QS. Al-Baqarah ayat 245
مَنْ ذَا الَّذِي يُقْرِضُ اللَّهَ قَرْضًا حَسَنًا فَيُضَاعِفَهُ لَهُ أَضْعَافًا كَثِيرَةً وَاللَّهُ يَقْبِضُ وَيَبْسُطُ وَإِلَيْهِ تُرْجَعُوْنَ
Artinya:
            Barang siapa meminjami Allah dengan jalan yang baik, maka Allah melipatgandakan ganti kepadanya dengan banyak.Allah menahan dan melapangkan (rezeki) dan kepadaNya lah kamu dikembalikan.
Arti Kata Mufradat
قَرْضًا حَسَنًا        : Pinjaman yang baik (dengan kerelaan jiwa)
فَيُضَاعِف              : Maka dia akan melipatgandakan (balasannya)
يَقْبِضُ                 : Menyempitkan (rezeki sebagai cobaan)
وَيَبْسُطُ                : Melapangkan (rezeki sebagai ujian)

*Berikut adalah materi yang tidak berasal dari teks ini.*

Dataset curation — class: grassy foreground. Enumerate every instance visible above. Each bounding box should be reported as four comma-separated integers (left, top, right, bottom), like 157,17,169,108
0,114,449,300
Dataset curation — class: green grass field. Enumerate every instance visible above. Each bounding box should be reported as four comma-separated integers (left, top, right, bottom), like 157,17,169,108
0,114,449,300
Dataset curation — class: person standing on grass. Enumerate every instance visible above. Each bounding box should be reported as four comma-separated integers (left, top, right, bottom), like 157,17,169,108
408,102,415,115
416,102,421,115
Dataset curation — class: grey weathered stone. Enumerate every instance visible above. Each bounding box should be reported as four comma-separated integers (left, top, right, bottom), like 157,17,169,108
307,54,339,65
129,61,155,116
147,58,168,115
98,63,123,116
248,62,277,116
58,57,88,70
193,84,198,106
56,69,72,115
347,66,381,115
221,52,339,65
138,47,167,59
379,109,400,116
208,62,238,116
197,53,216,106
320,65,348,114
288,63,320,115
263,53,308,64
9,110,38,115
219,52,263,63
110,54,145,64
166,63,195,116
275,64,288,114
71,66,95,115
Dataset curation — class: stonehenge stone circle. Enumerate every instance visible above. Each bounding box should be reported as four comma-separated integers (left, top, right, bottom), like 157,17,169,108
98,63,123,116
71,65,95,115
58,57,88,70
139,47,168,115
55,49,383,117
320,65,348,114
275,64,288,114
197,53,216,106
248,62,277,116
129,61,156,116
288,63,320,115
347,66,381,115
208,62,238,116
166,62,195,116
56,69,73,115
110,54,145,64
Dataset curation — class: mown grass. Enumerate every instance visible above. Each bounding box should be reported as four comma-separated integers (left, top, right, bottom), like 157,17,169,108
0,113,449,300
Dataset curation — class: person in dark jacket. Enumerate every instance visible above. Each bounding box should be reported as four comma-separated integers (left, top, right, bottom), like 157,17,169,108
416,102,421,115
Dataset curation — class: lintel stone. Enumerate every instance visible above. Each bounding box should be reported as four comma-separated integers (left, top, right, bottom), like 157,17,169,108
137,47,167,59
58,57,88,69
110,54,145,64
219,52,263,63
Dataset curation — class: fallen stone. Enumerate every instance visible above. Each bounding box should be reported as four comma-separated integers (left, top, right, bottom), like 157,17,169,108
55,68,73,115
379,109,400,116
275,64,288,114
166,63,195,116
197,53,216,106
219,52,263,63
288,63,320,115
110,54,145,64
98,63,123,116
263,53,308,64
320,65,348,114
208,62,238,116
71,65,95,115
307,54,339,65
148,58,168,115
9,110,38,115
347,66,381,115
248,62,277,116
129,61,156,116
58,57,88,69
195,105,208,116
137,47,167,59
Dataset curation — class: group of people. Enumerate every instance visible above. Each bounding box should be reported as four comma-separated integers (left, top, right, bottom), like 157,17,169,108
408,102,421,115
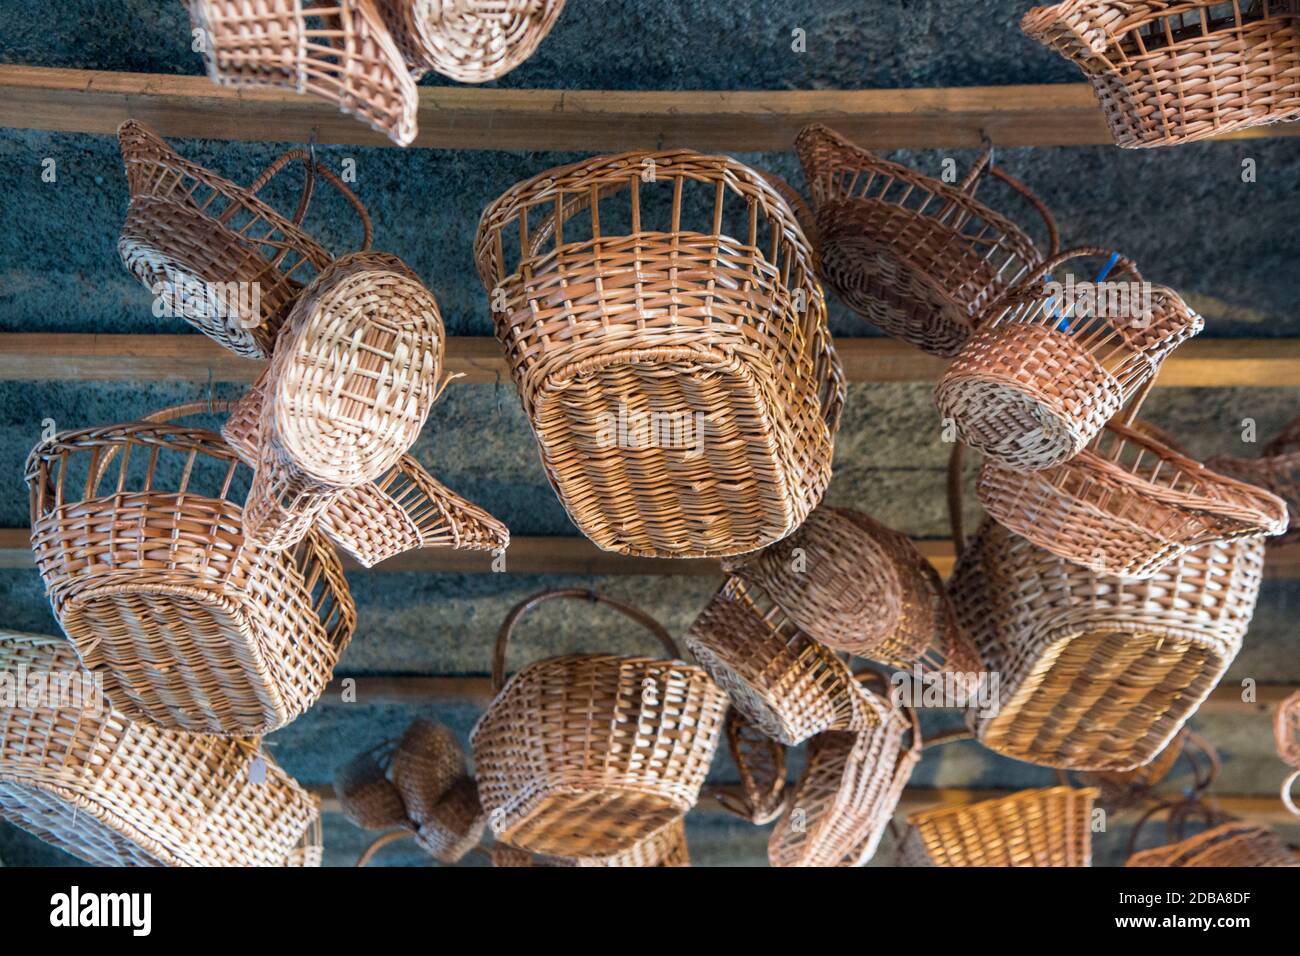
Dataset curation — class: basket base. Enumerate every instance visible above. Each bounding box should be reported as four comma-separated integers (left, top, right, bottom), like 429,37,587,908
493,787,687,859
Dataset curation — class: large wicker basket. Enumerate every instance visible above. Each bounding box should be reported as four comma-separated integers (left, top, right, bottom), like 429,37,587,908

تُرْجَعُوْنَ              : Kalian dikembalikan (untuk dibalas amalnya)[7]
Asbabun nuzul         
            Ibnu Hibban di dalam shahihnya dan Ibnu Madawaih meriwayatkan dari ibnu Umar, dia berkata “ketika turun firman Allah  (perumpamaan orang yang menginfakkan hartanya dijalan Allah seperti sebutir biji yang menumbuhkan tujuh tangkai, pada setiap tangkai ada seratus biji. Allah melipatgandakan bagi siapa yang dia kehendaki, dan Allah Maha luas, Maha mengetahui)”. Rasulullah saw bersabda “Ya Allah, berilah tambahan untuk umatku”. Maka turunlah surat al baqarah ayat 245.
Penafsiran ayat
            Surah Al-Baqarah ayat 245 berisi tentang anjuran berjuang dengan harta benda, yaitu salah satunya dengan cara meminjamkan dan pinjaman (qardh) yang maknanya segala sesuatu yang dilakukan dengan mengharap imbalan, namun Allah menginginkan pinjaman yang baik dalam arti dengan niat yang bersih, hati yang tulus, serta harta yang halal, maka Allah akan melipatgandakan kepadanya dengan lipat ganda yang banyak jadi jangan ragu karena Allah menyempitkan dan melapangkan (rezeki) dan kepada Nya-lah kamu dikembalikan. Jadi jangan khawatir dalam bertransaksi dan memberi pinjaman dengan harta benda di jalan Allah, karena akhirnya semua akan kembali kepada-Nya.[8]

QS. Al-Baqarah ayat 275
الَّذِينَ يَأْكُلُونَ الرِّبَوا لَا يَقُومُونَ إِلَّا كَمَا يَقُومُ الَّذِي يَتَخَبَّطُهُ الشَّيْطَانُ مِنْ الْمَسِّ ذَلِكَ بِأَنَّهُمْ قَالُوا إِنَّمَا الْبَيْعُ مِثْلُ الرِّبَا وَأَحَلَّ اللَّهُ الْبَيْعَ وَحَرَّمَ الرِّبَا فَمَنْ جَاءَهُ مَوْعِظَةٌ مِنْ رَبِّهِ فَانتَهَى فَلَهُ مَا سَلَفَ وَأَمْرُهُ إِلَى اللَّهِ وَمَنْ عَادَ فَأُوْلَئِكَ أَصْحَابُ النَّارِ هُمْ فِيهَا خَالِدُونَ.
Artinya:
Orang-orang yang makan (bertransaksi dengan) riba, tidak dapat berdiri melainkan seperti berdirinya orang yang dibingungkan oleh setan, sehingga ia tak tahu arah disebabkan oleh sentuhannya. Keadaan mereka yang demikian itu disebabkan karena mereka berkata, “ jual beli tidak lain kecuali sama dengan riba” , padahal Allah telah menghalalkan jual beli dan mengharamkan riba, maka barang siapa yang telah sampai kepadanya peringatan dari Tuhannya (menyangkut riba), lalu berhenti (dari praktek riba), maka baginya apa yang telah di ambilnya dahulu (sebelum datang larangan) dan urusannya (kembali) kepada Allah. Adapun yang kembali (bertransaksi riba), maka orang itu adalah penghuni-penghuni neraka, mereka kekal di dalamnya.
QS. Al-Baqarah ayat 275
فَانتَهَى                 : Lalu ia berhenti (memakan riba)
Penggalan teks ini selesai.